Disperata resistenza
Jonathan Glazer si conferma regista sorprendente e molto restio a classificazioni di sorta. Già nei suoi tre lungometraggi di finzione aveva dimostrato una notevole capacità di rovesciamento degli schemi prefissati dei rispettivi generi di riferimento. Non sempre apprezzabile in senso assoluto ma comunque interessante perché originale. Il gangster-movie esistenziale di Sexy Beast (2000), il dilemma filosofico sulla possibilità della reincarnazione trattato in Birth (2004) e infine la fantascienza atipica vissuta come pura esperienza sensoriale di Under the Skin (2013) sono lì a testimoniarlo. E dopo ben sei anni di silenzio Glazer ritorna dietro la macchina da presa per stupire tutti i cinefili con un cortometraggio della durata di sette minuti scarsi, con due di essi impiegati nella stesura dei crediti. Un corto di un genere che mancava, almeno esplicitamente, all’appello ma che in realtà vagava latente in ogni sua opera precedente: l’horror. Ovviamente, trattandosi del cinema di Glazer, si parla di orrore molto sui generis, riletto in chiave assai contemporanea.
Le note di presentazione di questo suo ultimo lavoro, inserito nel palinsesto del Fantafestival 2020, ci informano che The Fall – questo il titolo, al contempo fisico e simbolico nel rimarcare una caduta a precipizio – sarebbe ispirato, molto liberamente, al celebre dipinto di Francisco Goya “Il sonno della ragione genera mostri”, realizzato dall’artista spagnolo nel 1797. Nel corto, privo di dialoghi a sottolineare un oppressivo senso di incomunicabilità, si osservano in un bosco buio un gruppo di persone mascherate (ambosessi) prima aggredire, poi tentare di giustiziare gettandolo in un pozzo molto profondo un loro simile. ll quale però riesce a frenare miracolosamente la caduta trovando un appiglio, cercando poi con tenacia un’improbabile risalita.
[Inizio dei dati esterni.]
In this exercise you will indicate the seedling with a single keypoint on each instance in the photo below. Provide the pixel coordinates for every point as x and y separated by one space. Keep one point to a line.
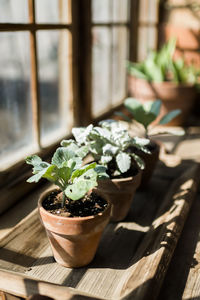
160 66
146 113
66 171
109 142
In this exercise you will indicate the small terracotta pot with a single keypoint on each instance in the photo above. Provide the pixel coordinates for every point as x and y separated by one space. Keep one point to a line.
120 193
150 163
172 95
74 241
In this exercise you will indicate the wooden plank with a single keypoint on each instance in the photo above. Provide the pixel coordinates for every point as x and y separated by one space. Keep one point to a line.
157 248
132 257
182 278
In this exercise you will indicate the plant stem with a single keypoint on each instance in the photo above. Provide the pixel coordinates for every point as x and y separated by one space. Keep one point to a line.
63 200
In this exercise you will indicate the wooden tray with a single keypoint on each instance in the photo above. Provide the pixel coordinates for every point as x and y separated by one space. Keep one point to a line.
133 255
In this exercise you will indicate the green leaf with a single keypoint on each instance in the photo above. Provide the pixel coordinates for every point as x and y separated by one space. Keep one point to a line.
109 149
62 155
48 173
84 169
155 107
138 160
82 185
168 117
101 172
105 159
33 160
123 161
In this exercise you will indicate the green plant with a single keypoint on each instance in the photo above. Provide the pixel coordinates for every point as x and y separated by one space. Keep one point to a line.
109 142
146 113
66 171
160 66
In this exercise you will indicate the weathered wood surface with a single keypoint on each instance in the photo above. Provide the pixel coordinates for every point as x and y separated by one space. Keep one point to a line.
182 281
133 255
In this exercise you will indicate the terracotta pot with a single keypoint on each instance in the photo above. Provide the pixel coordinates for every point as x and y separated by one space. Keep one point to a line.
74 241
173 96
150 163
120 193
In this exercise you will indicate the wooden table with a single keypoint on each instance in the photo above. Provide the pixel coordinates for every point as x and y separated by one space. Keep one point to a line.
133 259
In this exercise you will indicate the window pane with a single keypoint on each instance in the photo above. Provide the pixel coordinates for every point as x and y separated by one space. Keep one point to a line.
52 11
120 10
12 12
101 68
55 93
15 105
102 10
148 11
119 51
147 41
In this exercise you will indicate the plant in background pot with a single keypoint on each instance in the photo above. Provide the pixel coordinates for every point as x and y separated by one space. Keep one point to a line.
146 114
109 143
73 215
160 76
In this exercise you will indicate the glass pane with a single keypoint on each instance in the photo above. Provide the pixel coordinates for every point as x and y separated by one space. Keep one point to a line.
148 11
147 40
52 11
15 105
54 57
12 12
119 52
120 10
102 10
101 68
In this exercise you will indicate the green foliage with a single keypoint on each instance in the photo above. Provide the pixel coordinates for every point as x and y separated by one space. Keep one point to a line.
66 171
160 66
110 142
146 113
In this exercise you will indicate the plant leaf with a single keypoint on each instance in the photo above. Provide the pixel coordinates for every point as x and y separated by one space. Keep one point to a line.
155 107
168 117
123 161
82 185
101 172
138 160
84 169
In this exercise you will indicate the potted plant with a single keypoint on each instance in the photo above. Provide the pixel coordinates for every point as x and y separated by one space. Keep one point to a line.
147 114
73 215
160 76
108 143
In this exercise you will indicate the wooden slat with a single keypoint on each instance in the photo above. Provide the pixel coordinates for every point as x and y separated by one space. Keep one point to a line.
154 255
132 257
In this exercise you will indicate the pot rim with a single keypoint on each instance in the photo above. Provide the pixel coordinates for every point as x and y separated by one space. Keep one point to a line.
130 178
74 219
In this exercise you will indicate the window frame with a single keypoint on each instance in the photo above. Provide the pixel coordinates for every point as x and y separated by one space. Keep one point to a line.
13 179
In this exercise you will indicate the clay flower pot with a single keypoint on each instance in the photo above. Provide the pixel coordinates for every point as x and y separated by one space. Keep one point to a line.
74 241
120 193
172 95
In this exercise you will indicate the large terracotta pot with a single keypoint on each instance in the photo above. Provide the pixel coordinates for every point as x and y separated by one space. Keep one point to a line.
120 193
74 241
173 96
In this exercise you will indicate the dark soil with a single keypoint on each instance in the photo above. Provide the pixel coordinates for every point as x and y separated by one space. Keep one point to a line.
88 206
112 166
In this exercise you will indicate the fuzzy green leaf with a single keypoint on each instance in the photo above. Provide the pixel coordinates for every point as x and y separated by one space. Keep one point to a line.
123 161
82 185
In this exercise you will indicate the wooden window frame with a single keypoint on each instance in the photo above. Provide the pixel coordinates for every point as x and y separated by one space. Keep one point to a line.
13 179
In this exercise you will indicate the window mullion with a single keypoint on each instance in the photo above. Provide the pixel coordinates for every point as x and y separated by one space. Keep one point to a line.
35 95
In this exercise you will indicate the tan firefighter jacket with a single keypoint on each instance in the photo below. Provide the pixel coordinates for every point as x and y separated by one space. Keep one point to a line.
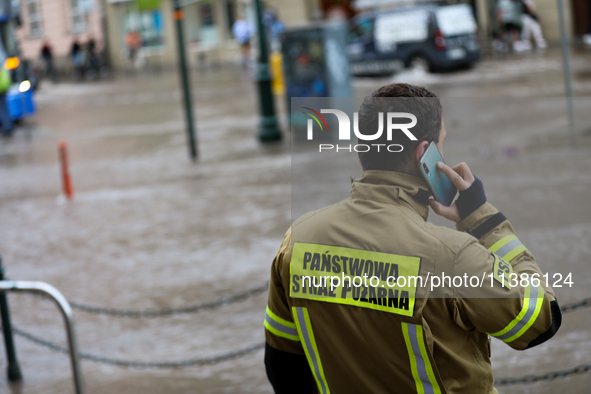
392 335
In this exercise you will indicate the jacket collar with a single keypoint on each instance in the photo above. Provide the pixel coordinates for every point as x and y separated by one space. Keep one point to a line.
392 187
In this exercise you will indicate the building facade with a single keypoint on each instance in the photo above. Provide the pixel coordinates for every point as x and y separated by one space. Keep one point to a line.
207 28
59 22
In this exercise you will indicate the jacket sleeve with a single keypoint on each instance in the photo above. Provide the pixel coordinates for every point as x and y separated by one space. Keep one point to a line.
511 306
285 361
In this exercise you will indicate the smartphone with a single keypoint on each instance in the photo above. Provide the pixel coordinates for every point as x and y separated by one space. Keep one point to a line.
443 190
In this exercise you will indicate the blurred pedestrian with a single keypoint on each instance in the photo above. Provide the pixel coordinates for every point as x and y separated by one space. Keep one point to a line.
274 27
47 56
531 25
5 83
92 63
133 42
77 58
587 36
508 13
243 31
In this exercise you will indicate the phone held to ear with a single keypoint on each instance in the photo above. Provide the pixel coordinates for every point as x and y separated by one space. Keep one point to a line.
443 190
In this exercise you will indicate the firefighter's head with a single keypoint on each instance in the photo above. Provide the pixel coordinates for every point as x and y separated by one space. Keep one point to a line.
400 97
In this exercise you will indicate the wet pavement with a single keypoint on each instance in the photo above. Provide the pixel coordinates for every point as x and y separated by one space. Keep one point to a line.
148 229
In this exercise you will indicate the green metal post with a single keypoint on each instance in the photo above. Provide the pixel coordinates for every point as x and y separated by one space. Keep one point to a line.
567 77
14 371
178 16
269 127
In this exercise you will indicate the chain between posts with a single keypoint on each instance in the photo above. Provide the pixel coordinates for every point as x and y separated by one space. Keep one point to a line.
142 364
253 348
172 311
547 376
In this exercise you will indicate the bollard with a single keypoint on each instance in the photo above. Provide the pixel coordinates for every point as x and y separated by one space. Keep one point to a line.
14 371
66 180
278 82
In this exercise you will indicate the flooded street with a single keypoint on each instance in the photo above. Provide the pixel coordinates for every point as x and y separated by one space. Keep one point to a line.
149 230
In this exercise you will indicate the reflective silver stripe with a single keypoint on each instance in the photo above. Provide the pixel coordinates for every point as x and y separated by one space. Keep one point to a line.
531 308
508 247
280 327
421 368
312 354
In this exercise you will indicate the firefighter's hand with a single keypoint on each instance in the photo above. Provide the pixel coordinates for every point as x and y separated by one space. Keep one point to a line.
461 176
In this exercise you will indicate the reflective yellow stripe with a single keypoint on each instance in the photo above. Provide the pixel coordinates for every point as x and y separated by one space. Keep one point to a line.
302 319
420 365
526 317
280 327
508 247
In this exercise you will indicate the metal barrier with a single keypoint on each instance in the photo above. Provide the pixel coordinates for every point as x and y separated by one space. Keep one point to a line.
64 305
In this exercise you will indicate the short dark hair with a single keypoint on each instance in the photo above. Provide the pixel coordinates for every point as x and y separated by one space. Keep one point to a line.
416 100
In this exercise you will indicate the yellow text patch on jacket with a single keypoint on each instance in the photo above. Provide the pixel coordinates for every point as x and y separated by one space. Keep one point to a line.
366 279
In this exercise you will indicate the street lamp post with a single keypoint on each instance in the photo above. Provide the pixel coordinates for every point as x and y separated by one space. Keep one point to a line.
186 84
269 128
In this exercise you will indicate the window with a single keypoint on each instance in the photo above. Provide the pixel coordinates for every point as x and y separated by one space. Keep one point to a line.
147 24
362 30
34 10
78 12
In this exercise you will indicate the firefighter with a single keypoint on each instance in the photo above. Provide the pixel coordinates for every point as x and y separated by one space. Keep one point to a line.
372 333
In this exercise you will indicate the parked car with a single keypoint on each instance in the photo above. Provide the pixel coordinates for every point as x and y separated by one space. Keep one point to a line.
430 37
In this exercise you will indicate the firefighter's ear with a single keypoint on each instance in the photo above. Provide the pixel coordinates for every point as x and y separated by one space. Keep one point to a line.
420 151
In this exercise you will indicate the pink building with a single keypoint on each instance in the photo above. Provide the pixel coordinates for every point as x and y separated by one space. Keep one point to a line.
59 22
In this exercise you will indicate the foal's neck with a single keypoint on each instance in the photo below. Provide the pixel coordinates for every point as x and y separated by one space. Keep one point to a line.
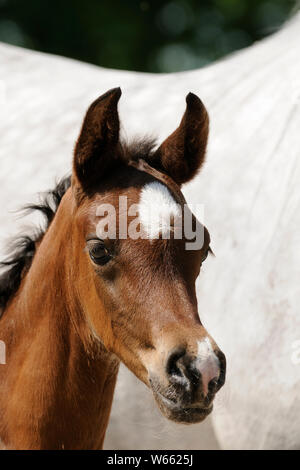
60 380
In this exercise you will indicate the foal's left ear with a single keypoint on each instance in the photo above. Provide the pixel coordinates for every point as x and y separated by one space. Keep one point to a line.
97 146
182 153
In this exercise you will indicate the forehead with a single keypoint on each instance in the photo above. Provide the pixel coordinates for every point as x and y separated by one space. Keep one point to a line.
138 195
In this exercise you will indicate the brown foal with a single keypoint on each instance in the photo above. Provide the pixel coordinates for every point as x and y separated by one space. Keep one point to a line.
79 301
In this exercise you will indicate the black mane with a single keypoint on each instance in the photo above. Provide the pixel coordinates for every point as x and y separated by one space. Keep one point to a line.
24 247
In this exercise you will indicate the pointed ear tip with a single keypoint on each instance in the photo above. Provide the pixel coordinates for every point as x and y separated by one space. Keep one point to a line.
191 98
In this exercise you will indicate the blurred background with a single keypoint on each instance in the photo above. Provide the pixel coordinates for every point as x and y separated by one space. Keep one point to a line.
148 36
Il resoconto narrativo, più o meno, si esaurisce qui; si evince però con chiarezza come, nelle intenzioni di Glazer, l’unica paura possibile da inoculare allo spettatore sia quella di trasmettergli angoscia ed inquietudine attraverso un procedimento inverso a quello canonico del genere. Niente sangue o effetti espliciti, solo oscurità e caos, dove non può che regnare una violenza priva di alcun senso o spiegazione.
Durante la visione del corto ci troviamo dunque in una completa zona metaforica, in cui il riferimento all’opera ispiratrice risiede tutto nell’atmosfera cupa ed atemporale ivi descritta. Quella che illustra Glazer è la nostra realtà, immota nel corso dei secoli, con il male sempre in agguato e pronto a prevalere. The Fall è una storia millenaria che si rispecchia, ritrovandosi appieno, in un presente dove la prevaricazione del forte sul debole è ormai considerata alla stregua di un fenomeno naturale, quasi scontato nel suo accadere. Il concetto di giustizia, ben oltre quello pur importantissimo di legalità, è scomparso, nella propria chiave di lettura etica. Le cosiddette fake news imperversano per (de)merito della cassa di risonanza tecnologica e la differenza tra democrazia ed anarchia del pensiero si fa linea di confine sottile e debolissima.
Quindi sì, alla fine The Fall è un horror che fa paura. Perche nulla è impressionante come l’abisso morale in cui si sta precipitando. Eppure, in qualche modo, si resiste. Per inerzia. Per istinto di sopravvivenza. Per prolungare l’agonia oppure cercare difficili strade per un futuro migliore? The Fall, scritto e diretto da Jonathan Glazer, lascia ovviamente la risposta in sospeso. Poiché nessuno è in grado di fornirne una dal significato universale e assoluto. Forse solo nel proprio intimo.